TCP is designed for “long conversations”. So there is an initial connection handshake, and after that data can flow back and forth for as long as necessary. But the great thing about TCP is that it was designed to make communication reliable in the face of an unreliable network. So it does all kinds of really cool stuff for us. If you send some information over TCP, and part of it gets lost, the protocol will automatically figure out what got lost and resend it. And when you send information, TCP makes sure that information always arrives in the correct order. But wait, there’s more! The protocol will also detect congestion in the network, and automatically scale accordingly so everybody can share.

So there are a lot of great reasons to use TCP, and it fits in nicely with a lot of networking tasks. Plus there is no limit to the amount of data you can send via TCP. It is designed to be an open stream of data flowing in both/either direction. It is simply up to the application layer to determine what that data looks like.

TCP

传输控制协议（TCP）可能是你最常常使用的协议。不管你是浏览网页。查看邮件。或发短信给朋友，你都有可能会使用TCP。

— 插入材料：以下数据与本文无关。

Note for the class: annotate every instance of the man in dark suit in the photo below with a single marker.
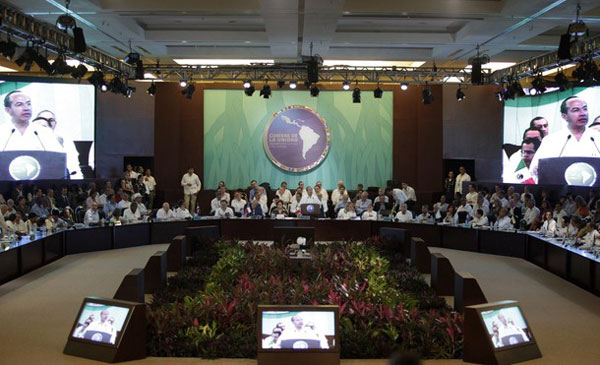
(64, 200)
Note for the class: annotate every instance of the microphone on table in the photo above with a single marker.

TCP是专为“长对话”设计的。因此，在初始的连接握手之后，仅仅要有必要。就能够相互数据传输。但关于TCP的伟大的，是它设计为在不可靠的网络上实现可靠的通信。

所以它对我们来说真的非常酷。假设你把一些信息通过TCP发送，信息的一部分丢失了，协议会自己主动找出丢掉的数据并又一次发送。当你发送信息。TCP确保信息总是以正确的顺序到达。

等等。不止这些！

该协议还将检測网络中的拥塞，并自己主动缩放，从而使大家能够共享带宽。

所以有非常多伟大的原因使用TCP。它适合非常多网络任务。再加上能够通过发送TCP的数据没有数量的限制（一种面向流的协议，没有数据边界）。它被设计成两方向传输的数据流。

它支持应用层简单的决定数据的样子。

Where do we fit in?

So… UDP and TCP… how do we use them?

Is that what the CocoaAsyncSocket libraries provide?

Implementations of TCP and UDP? Nope, not quite. As you can imagine, TCP and UDP are used all over the place. So naturally they are provided by the operating system. If you open up your terminal and type “man socket” you can see the low level BSD socket API. The libraries are essentially wrappers that sits on top of low-level socket API’s and provide you, the developer, an easy to use framework in Objective-C.

So CocoaAsyncSocket provides a great API that simplifies networking for you. But networking can still be tricky, so we recommend you read the following before you get started:

General Documentation
Common Pitfalls
Another invaluable resource is the CocoaAsyncSocket mailing list.

我们在哪用呢？

所以……TCP和UDP……我们应该怎么使用呢？他们是CocoaAsyncSocket库提供？实现的TCP和UDP？不，确实不是这样。就像你想象的，TCP和UDP能够在全部的地方使用。

因此。它们是由操作系统提供的。假设你打开终端输入“man Socket”你能够看究竟层的BSD Socket API。库的本质上是封装底层的API，为您（开发人员）提供一个易于使用的框架在Objective-C。